Oil Prices Get Another Boost From Saudi-Yemen Conflict, How Long Will The Rally Last
Concerns about China's economic outlook saw oil prices suffer fresh selling pressure

An attack by Yemen’s Houthi rebels on Saudi Arabia’s oil facilities on Friday gave another boost to oil prices as markets tried to digest a new round of sanctions against Russian oil.

The oil market has staged a strong rally in recent months taking WTI crude oil well above the $120 per barrel. Oil prices have been driven higher by strong demand following the end of the pandemic recession and the recovery and tight supply due to production bottlenecks.

Then there’s the Russian-Ukraine war, the U.S.-EU sanctions against Russian oil, and the growing market expectations of supply interruptions due to the war’s lingering.

How long will the rally last? Oil industry analyst Theophanis Matsopoulos doesn’t see the oil market bull running for too long.

“Most of the runup in oil prices is a matter of expectations,” he said. “Expectations about oil supply disruptions, and expectations that the world will stop buying oil from Russia. Neither of the two will materialize.”

But he doesn’t see these expectations materializing.

“Sanctions aren’t the same thing as embargos,” Matsopoulos said. “The EU won’t go along with America on cutting Russian oil imports.
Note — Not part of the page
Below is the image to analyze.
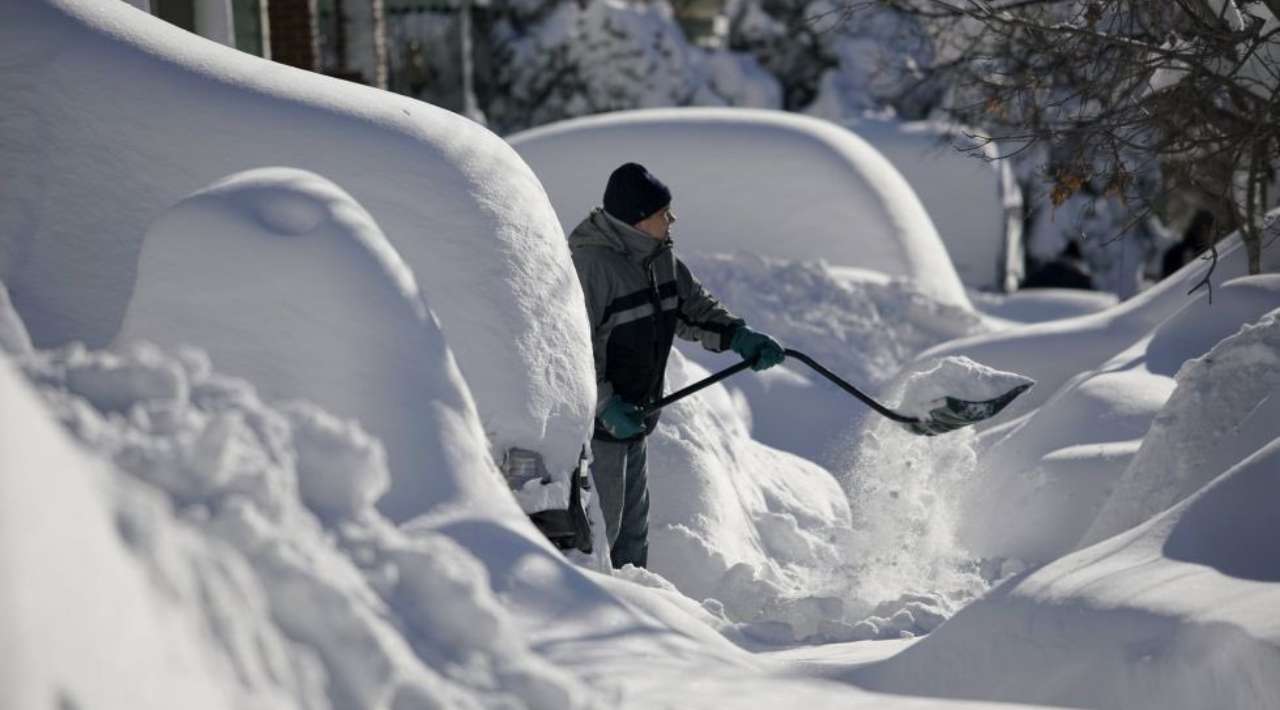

They cannot afford it.”

And without expectations materializing, oil prices will have to head south again.

“The oil market is clearly a volatile one with a 5% daily move (or more) not that unusual,” said Jay R. Young, Founder & President of King Operating Corporation and author of The Upside of Oil and Gas Investing.

“Short-term is somewhat dependent on trading; long-term, we have been calling for oil at $120/bbl or higher for quite some time…and that was before Russia invaded Ukraine and sanctions against buying Russian oil were put in place.”

The reason?

“Global demand is going up as we come out of the pandemic and approach the busy summer travel season,” Young said. “Meanwhile, supply is not keeping pace due to a number of reasons including the Biden Administration’s restriction on drilling on federal land in the U.S.”

Young sees the bull oil market continuing over the long term. “All signals point to significantly more expensive oil and gas globally,” he said.

Thomas Westwater, an analyst at DailyFX, sees both tailwinds and headwinds to the oil market rally. The tailwinds could come from an end to China’s COVID-19 lockdowns, which would boost demand growth prospects from the world’s second-largest economy. The headwinds could come from an increase in the U.S. domestic supply.

According to Baker Hughes data, U.S. oil rigs rose to 670 from 519 for the week ending March 25.

“That is the highest level since April 2020, although oil production per rig is down,” Westwater said. “The decreased production is an unfortunate side effect of shutting down and restarting rigs – it decreases the efficacy. Still, the numbers are encouraging, but it will take time for production to increase to a point where prices would fall much further.”

Rebecca Greenan of CruxOCM doesn’t think things are that simple.

“The structure of the global oil market is going to change because of Russia as well as the conversation around fossil fuels and the need for an energy transition strategy that allows for alternatives to be developed before we sacrifice the industry,” she said.

“How high the oil price will go will depend on energy policy and how it addresses legacy energy sources. With U.S. midterms later this year, pressure will be put on Biden, and the Democrats as the relationship between presidential popularity and the price of gas are well established in political literature.”